# Ngô Quốc Anh

## July 24, 2021

### A contraction type argument

Filed under: Uncategorized — Ngô Quốc Anh @ 10:47

Let $f : [0,1] \to [0, +\infty)$ be a function. First, we have the following trivial result:

Observation. If a non-negative funtion $f$ satisfies the following inequality

$\displaystyle f(x) \leq \frac 12 f(x)$

for all $0 \leq x \leq 1$, then we must have $\displaystyle f \equiv 0$ in $[0,1]$.

The proof of the above observation depends on the non-negativity of $f$. It is worth noting that we do not require the continuity of $f$. Here in this post, we are interested in the following

Main result. If the non-negative, continuous function $f$ satisfies $f=o(1)$ near zero and

$\displaystyle f(x) \leq \frac 12 \sup_{0 \leq y \leq x} f(y)$

for all $0 \leq x \leq 1$, then there exists some $\delta >0$ in such a way that $\displaystyle f \equiv 0$ in $[0,\delta]$.

The above result, in a special setting, appears in a recent work of Hyder and Sire. (See this if you cannot access the content.) Now we discuss a proof of the above main result, original due to one of my young colleagues.

PROOF OF THE MAIN RESULT

Fix a number $x_0 \in (0,1]$ in such a way that $f(x_0) > 0$. In there is no such an $x_0$, then we must have $f \equiv 0$., hence there is nothing to prove. Otherwise, we recursively define a sequence $(x_k)_{k=0}^\infty$ as follows

$\displaystyle x_{k+1} = \inf \Big\{ y \in [0,x_k] : f(y) \geq f(x_k) \Big\}$

for $k\geq 0$. It is worth noting that in the above definition, the set of possible $y$ is not empty because at least $x_k$ belongs to this set. Now by the definition, we easily see that the sequence $(x_k)_k$ is non-negative and non-increasing. Hence there exists

$\displaystyle x_\infty = \lim_{k \nearrow \infty} x_k$

with $x_\infty \in [0, x_0]$. There are two possibilities:

Case 1. Suppose that $x_\infty = 0$. In this case, we first have $x_k \searrow 0$ and then we have

$f(x_{k+1}) \geq f(x_k) \geq \cdots \geq f(x_0) > 0$

for all $k$. Now taking the limit as $k \nearrow \infty$ we easily get a contradiction because $f(x_k) = o(1)$ as $k \nearrow \infty$.
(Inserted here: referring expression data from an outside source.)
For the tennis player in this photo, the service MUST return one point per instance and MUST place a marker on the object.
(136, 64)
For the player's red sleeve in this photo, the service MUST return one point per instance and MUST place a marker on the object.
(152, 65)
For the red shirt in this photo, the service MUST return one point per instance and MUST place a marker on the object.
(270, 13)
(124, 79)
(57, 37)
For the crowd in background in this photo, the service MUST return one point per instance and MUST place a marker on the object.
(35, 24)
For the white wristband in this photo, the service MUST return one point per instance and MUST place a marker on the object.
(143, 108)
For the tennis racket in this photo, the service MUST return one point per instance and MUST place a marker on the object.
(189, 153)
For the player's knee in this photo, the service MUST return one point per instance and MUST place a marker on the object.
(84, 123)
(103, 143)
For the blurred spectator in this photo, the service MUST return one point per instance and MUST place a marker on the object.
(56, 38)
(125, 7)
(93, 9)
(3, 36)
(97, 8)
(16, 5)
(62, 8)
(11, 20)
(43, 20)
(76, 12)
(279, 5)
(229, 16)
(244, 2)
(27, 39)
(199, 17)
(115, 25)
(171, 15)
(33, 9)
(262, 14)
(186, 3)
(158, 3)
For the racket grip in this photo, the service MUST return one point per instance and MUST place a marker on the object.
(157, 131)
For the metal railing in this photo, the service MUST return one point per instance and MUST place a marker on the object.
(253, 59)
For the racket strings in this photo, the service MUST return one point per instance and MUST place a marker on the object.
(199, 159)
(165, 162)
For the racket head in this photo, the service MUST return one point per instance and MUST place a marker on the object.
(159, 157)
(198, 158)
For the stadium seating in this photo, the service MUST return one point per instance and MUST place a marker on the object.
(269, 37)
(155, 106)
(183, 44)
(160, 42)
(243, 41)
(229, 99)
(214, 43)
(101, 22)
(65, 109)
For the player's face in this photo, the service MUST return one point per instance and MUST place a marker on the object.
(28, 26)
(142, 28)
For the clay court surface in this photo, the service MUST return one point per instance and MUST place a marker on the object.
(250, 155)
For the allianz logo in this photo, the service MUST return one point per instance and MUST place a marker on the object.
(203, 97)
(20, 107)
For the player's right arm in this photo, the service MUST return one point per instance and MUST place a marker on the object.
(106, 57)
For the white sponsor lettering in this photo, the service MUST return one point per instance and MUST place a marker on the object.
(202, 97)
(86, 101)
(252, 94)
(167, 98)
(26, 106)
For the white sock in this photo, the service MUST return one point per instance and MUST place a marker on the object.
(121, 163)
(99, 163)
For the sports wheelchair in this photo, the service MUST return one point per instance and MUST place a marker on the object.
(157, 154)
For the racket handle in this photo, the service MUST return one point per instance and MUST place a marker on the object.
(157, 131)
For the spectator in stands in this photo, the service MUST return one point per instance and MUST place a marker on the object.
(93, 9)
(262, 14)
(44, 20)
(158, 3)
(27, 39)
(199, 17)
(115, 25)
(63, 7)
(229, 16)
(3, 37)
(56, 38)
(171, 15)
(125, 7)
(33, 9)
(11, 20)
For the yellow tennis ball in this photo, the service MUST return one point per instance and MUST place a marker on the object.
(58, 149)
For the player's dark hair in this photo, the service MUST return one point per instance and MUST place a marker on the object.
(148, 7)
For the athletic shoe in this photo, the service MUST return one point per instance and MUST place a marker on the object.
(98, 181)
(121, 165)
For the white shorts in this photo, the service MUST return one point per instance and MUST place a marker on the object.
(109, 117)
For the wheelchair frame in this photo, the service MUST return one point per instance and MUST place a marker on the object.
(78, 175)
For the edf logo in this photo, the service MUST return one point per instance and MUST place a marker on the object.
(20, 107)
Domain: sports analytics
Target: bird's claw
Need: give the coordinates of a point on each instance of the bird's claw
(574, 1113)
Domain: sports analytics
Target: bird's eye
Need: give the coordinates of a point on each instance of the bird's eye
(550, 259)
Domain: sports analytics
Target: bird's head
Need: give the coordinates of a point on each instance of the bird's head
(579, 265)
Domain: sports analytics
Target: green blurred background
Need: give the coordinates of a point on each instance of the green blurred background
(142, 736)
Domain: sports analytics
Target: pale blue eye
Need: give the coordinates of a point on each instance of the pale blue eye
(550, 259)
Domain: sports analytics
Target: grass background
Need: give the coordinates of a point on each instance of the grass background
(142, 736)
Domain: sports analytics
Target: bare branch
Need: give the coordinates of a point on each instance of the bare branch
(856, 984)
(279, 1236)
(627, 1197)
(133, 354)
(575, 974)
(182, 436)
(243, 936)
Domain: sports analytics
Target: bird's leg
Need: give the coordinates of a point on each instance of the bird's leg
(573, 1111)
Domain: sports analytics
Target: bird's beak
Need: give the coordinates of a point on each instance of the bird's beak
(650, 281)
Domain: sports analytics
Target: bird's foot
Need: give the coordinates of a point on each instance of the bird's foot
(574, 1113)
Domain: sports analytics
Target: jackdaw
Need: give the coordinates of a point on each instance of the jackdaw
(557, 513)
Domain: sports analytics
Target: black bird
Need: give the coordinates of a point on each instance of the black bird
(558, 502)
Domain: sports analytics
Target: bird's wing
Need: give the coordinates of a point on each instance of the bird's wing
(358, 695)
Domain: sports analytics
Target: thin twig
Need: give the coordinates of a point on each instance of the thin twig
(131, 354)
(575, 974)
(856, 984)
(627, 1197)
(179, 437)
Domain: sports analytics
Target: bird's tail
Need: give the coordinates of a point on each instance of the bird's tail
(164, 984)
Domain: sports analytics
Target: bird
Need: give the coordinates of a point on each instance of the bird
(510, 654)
Case 2. Suppose that $x_\infty \ne 0$. In this senario, we can take $\delta = x_\infty$. Indeed, we shall prove that $f(x) =0$ for all $x \in [0, \delta]$. By the definition we must have $x \leq x_k$ for all $k$ which implies

$f(x) \leq f(x_k)$

for all $k$. Taking the limit as $k \nearrow \infty$ we obtain

$f(x) \leq f(x_\infty)$

for all $0 \leq x \leq x_\infty$. Here we use the continuity of $f$. This and the hypothesis imply that

$\displaystyle f(x_\infty) \leq \frac 12 \sup_{0 \leq y \leq x_\infty} f(y) \leq \frac 12 f(x_\infty),$

which immedialtely yields

$f(x_\infty) = 0.$

Hence we also have $f(x) = 0$ for all $0 \leq x \leq x_\infty$. This shows that we can choose $\delta =x_\infty$. The proof is complete.

A POSSIBLE GENERALIZATION

It appears that the hypothesis $f=o(1)$ near $0$ is not mandatory. The only place that we need to make use of this is to rule out the possibility of $x_\infty = 0$. This is done because in a small neighborhood of zero the function $f$ is smaller than $f(x_0)$. Consequently, the above argument still works if we just assume that $0$ is not a global maximum point of $f$ on $[0,1]$. Because of this, there would exist some point $x_0 \in (0,1]$ such that $f(x_0) > f(0)$. Hence the argument works well.